21 September 2009

Halloumi Salad with Balsamic Tomatoes



Halloumi Salad with Balsamic Tomatoes



1 - 2 tbsp sunflower oil
1 block halloumi cheese, sliced
seasoned flour (I seasoned some plain flour with black pepper and cayenne pepper)
4 new potatoes, thickly sliced
20 baby plum tomatoes
2 tbsp balsamic vinegar
a selection of salad leaves and herbs


2 tbsp olive oil
1 tbsp balsamic vinegar
1 tsp wholegrain mustard
a good grind of black pepper


  1. Boil the sliced potatoes until just becoming tender, do not overcook or they will fall apart when sauteed.
  2. While the potatoes are cooking, assemble your salad leaves and herbs onto 4 plates, then whip up your dressing, using the ingredients listed.
  3. In another pan, dry fry the tomatoes until they split, then pour over the balsamic vinegar and toss around for a couple of minutes.
  4. Dry off the potatoes and then saute until golden in a little of the sunflower oil.
  5. Dip the sliced halloumi into the seasoned flour and then fry in a little oil until each side is golden
  6. Assemble the salad and drizzle with a little of the dressing.

Serves 4

This is not a diet salad, but then again, when have I ever shown that kind of tendency? It is amazingly delicious. Definitely a hearty salad that will impress

And the decorating? Don't ask! We've painted the hallway and two bedrooms, but we still have the woodwork to do. That sounds not too bad, does it? But, then nothing is where it should be and to top it all off, we have had a leak from the under the bath which has made it's way into the kitchen, so more repairs and decorating.

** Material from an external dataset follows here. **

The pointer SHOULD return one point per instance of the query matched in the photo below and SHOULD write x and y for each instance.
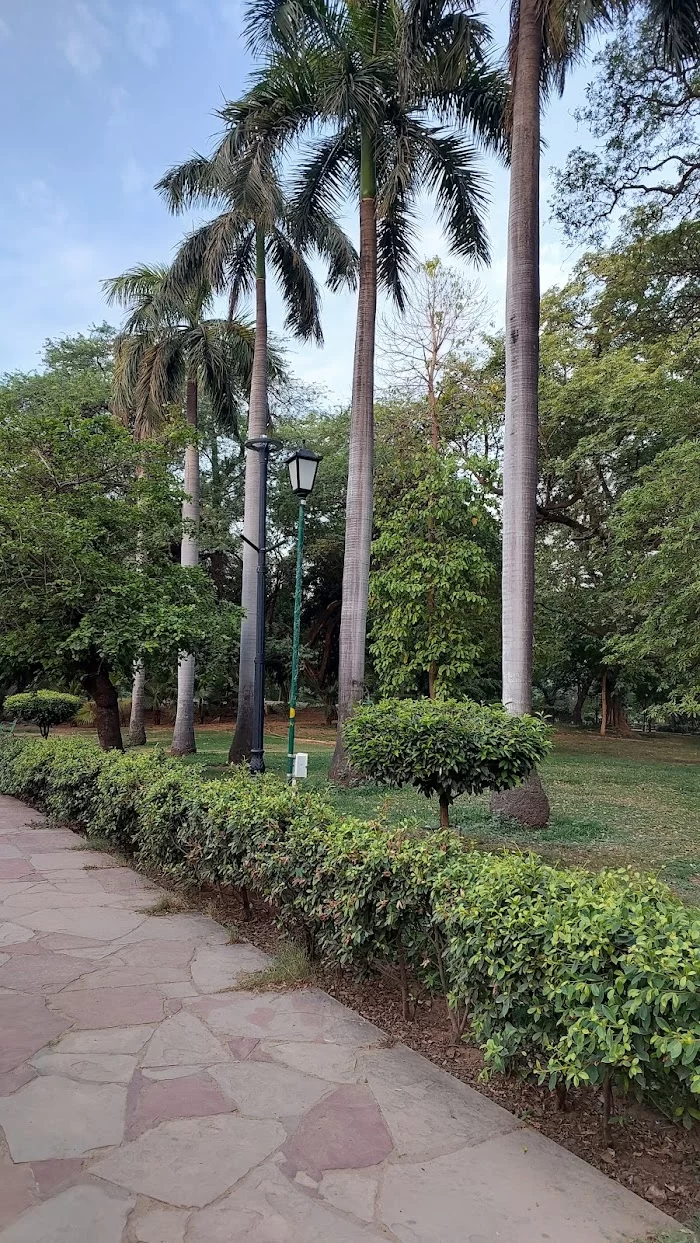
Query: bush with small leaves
(445, 747)
(557, 973)
(44, 709)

Please someone offer me a home, so I can have some calm until it is finished and tidy again.

15 September 2009


In the middle of decorating too many rooms at once! See you all again, once the chaos has started to pass : )

05 September 2009

Chunky Carrot & Squash Soup with Coconut & Red Chilli Flakes

Butternut squash are starting to appear on the shelves again, so I took one of these little lovelies home. What better way to use the squash than to make soup and let's face it, it is definitely soup weather here in Scotland just now. I have given up on waiting for summer to arrive.

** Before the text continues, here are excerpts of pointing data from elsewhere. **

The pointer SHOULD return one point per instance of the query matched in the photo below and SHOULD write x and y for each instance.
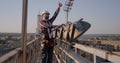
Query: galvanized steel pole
(24, 29)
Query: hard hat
(45, 12)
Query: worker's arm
(56, 13)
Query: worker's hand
(60, 5)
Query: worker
(46, 26)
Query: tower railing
(32, 54)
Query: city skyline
(103, 15)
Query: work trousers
(47, 54)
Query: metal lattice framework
(68, 7)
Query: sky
(103, 15)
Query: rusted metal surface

Chunky Carrot & Squash Soup with Coconut & Red Chilli Flakes


1 tbsp olive oil
2 cloves garlic, finely chopped
2 cm ginger, peeled and finely chopped
1 onion, finely sliced
½ medium butternut squash, cubed
3 potatoes, cubed
6 carrots, cubed
1 tsp chili flakes (more if you like)
2 tsp turmeric
2 tbsp dried coriander (use fresh if you have it)
6 cups/ 3 pints vegetable stock
½ cup / ¼ pint coconut milk
salt and freshly ground pepper to taste


  1. Heat the olive oil in a large pan. Saute the onion, garlic and ginger until softened. 
  2. Next add the carrots, squash and potatoes and saute for 5 - 10 minutes before adding the herbs and spices. 
  3. Pour in the stock and cook covered at a simmer for 30 minutes. 
  4. It's ready once the vegetable are tender. 
  5. Whizz up a little of the soup, but leave enough vegetables whole, for a chunky soup. Stir through the coconut milk and season to taste.

Serves 6-8 (well you always need left-over soup for the next day, when it tastes even better)

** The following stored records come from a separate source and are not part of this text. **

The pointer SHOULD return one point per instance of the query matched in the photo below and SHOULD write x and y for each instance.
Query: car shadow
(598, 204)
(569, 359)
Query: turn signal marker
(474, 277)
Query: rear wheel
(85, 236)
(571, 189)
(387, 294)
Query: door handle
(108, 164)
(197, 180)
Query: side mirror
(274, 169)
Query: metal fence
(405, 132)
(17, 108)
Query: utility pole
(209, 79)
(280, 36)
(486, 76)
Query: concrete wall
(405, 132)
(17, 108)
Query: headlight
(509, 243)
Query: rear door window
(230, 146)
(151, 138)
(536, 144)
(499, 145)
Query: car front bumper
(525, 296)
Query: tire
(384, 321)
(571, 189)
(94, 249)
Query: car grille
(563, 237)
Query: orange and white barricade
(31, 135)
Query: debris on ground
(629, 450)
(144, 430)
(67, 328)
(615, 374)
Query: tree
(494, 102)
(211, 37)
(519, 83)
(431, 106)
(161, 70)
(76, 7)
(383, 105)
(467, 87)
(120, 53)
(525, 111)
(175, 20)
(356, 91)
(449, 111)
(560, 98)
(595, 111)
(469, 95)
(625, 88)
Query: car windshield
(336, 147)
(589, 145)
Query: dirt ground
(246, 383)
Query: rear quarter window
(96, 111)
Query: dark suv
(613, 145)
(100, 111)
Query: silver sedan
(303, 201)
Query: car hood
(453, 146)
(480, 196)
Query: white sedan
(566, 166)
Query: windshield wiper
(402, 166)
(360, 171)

I thought this soup would last for three days at least, but Graham enjoyed it so much, that he kept going back for second helpings. He loved the kick from the chilli flakes and the creaminess from the coconut milk.

I usually use fresh chillies in my cooking, but my chilli plant is not co-operating, so I turn to chilli flakes for the heat in this soup. They are such a great store cupboard standby. I bought my chilli flakes from an Indian supplier, which I would recommend, as you get so much more for your money. These Indian chilli flakes are made by crushing the whole dried chilli as well as the seeds and are made from bird's eye chillies, which are really hot, so be careful as you add them, until you know their strength. If you want a slightly milder chilli flake, go for a Greek or Turkish variety.